Debates
26 de outubro de 2021

Mulheres: estereótipos e barreiras no mercado de trabalho

Como diminuir a desigualdade de gênero nos diferentes setores do mercado de trabalho? Conversamos com uma cientista social, uma economista e uma física para discutir essa questão.

Relações de gênero produzem e reproduzem desigualdades. No mercado de trabalho, mulheres enfrentam barreiras estruturais e simbólicas. Da dificuldade de inserção e permanência em áreas de crescente valorização na sociedade — Ciências, Tecnologia, Engenharia e Matemática (STEM, em inglês) — à desvalorização no trabalho de cuidado, com remuneração inferior ou mesmo inexistente, socialmente atribuído ao gênero feminino sob a ótica da vida privada.

Para tratar destes e outros desafios, a Fundação FHC conversou com três mulheres, que que trouxeram experiências de diferentes áreas: Márcia Cristina Bernardes Barbosa, física e membro titular da Academia Brasileira de Ciências e da Academia Mundial de Ciências (TWAS), Nadya Araujo Guimarães, socióloga e professora titular sênior do Departamento de Sociologia da Universidade de São Paulo, e Regina Madalozzo, economista e pesquisadora associada ao Grupo de Estudos em Economia da Família e do Gênero (GeFam).

Mulheres no mundo acadêmico

“No mundo acadêmico, o percentual de mulheres diminui à medida que sobe o estrato de importância na carreira.
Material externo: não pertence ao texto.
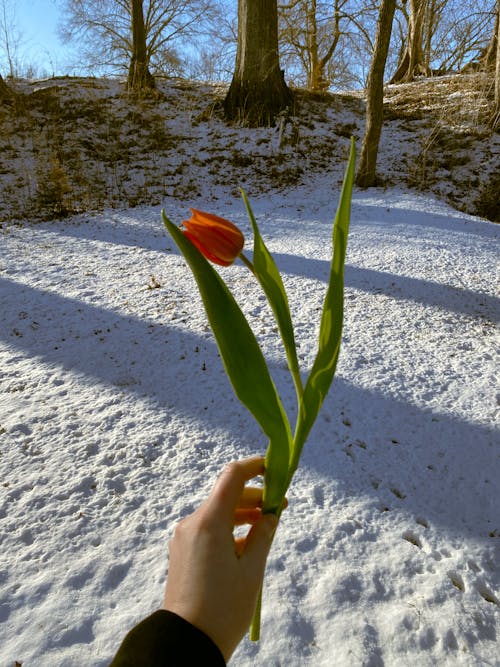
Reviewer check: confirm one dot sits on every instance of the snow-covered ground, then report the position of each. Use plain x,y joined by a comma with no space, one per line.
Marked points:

Conseguimos igualar na entrada, na graduação, e chegar em cargos de professoras, por concurso, mas no resto da cadeia temos problemas sérios — e são problemas de natureza política”, disse Márcia Barbosa, trazendo ao evento sua perspectiva sobre a universidade. Em sua área — a física — as desigualdades são ainda mais profundas.

“Há 20 anos a união internacional de físicos criou um grupo de trabalho para entender por que havia poucas mulheres na física. Fizemos uma conferência internacional, com 65 países participando. O que descobrimos, que é comum no mundo inteiro, foi esse efeito de tesoura — começa com um número baixo de mulheres na graduação, e esse número vai chegando a quase zero quando se chega à docência. A situação está melhor em países onde ser físico ou cientista é desvalorizado”. Titular da Academia Brasileira de Ciências e da Academia Mundial de Ciências, Márcia explicou que no Brasil os percentuais de mulheres na física são maiores do que em países desenvolvidos (como EUA ou Alemanha), mas por razões longe de ideais.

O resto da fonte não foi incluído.